Николь тихонько смеется:
– А хорошо бы.
С минуту мы лежим молча. Николь большую часть детства была моей лучшей подругой. Все счастливые воспоминания так или иначе связаны с нею. И в то же время мне всегда тревожно за нее. Ничего не могу с этим поделать.
– Ты счастлива? – спрашиваю я.
– Что?
– Я только одного хочу – чтобы ты была счастлива. Ты вечно так изводишь себя из-за чужих ожиданий. Я боюсь, что ты несчастна.
– Я счастлива, когда я с тобой, Райчел. Ты единственный человек, который не ждет, что я буду вести себя так, как надо. – Она умолкает на минуту. – Иногда мне хочется быть своей полной противоположностью. Непосредственной. Безрассудной. Делать что-то просто ради удовольствия. Не переживать из-за того, что кто-то там думает о моей внешности или о моих поступках.
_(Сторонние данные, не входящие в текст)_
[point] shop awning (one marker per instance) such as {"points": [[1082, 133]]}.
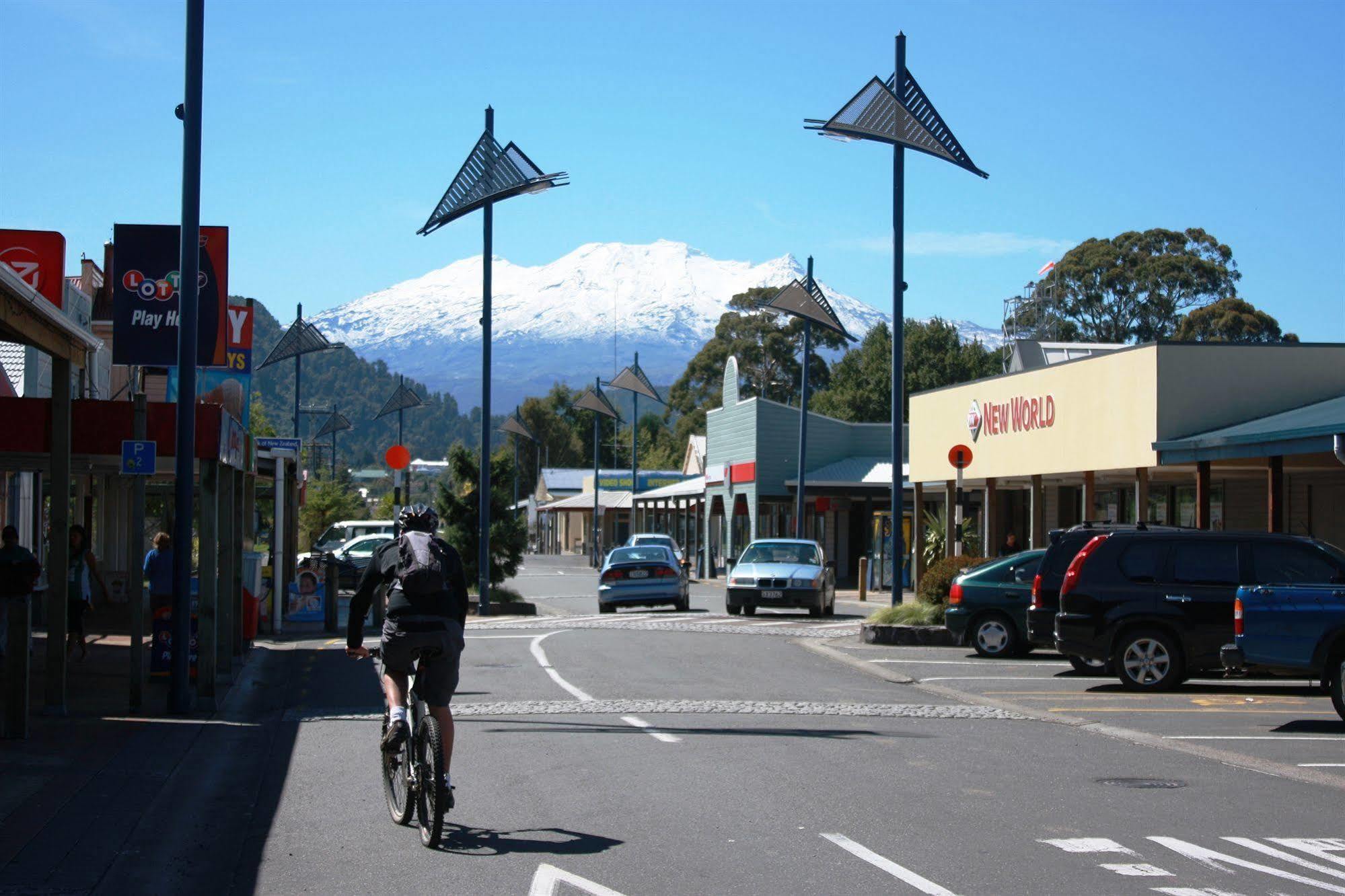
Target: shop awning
{"points": [[863, 476], [1301, 431]]}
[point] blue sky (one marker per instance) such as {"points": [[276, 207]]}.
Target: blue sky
{"points": [[332, 128]]}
Просто быть… собой.
– По-моему, так и надо, – ободряюще говорю я и улыбаюсь при мысли о том, что неизменно сдержанная и невозмутимая Николь может стать какой-то совершенно другой.
– Хорошо бы, – вздыхает она.
– Вот тебе и первое «что, если?…», – заявляю я. – В следующий раз, когда увидишь падающую звезду, загадай новую себя.
Николь смеется.
Какое-то время мы лежим, смотрим на небо и ждем второго шанса.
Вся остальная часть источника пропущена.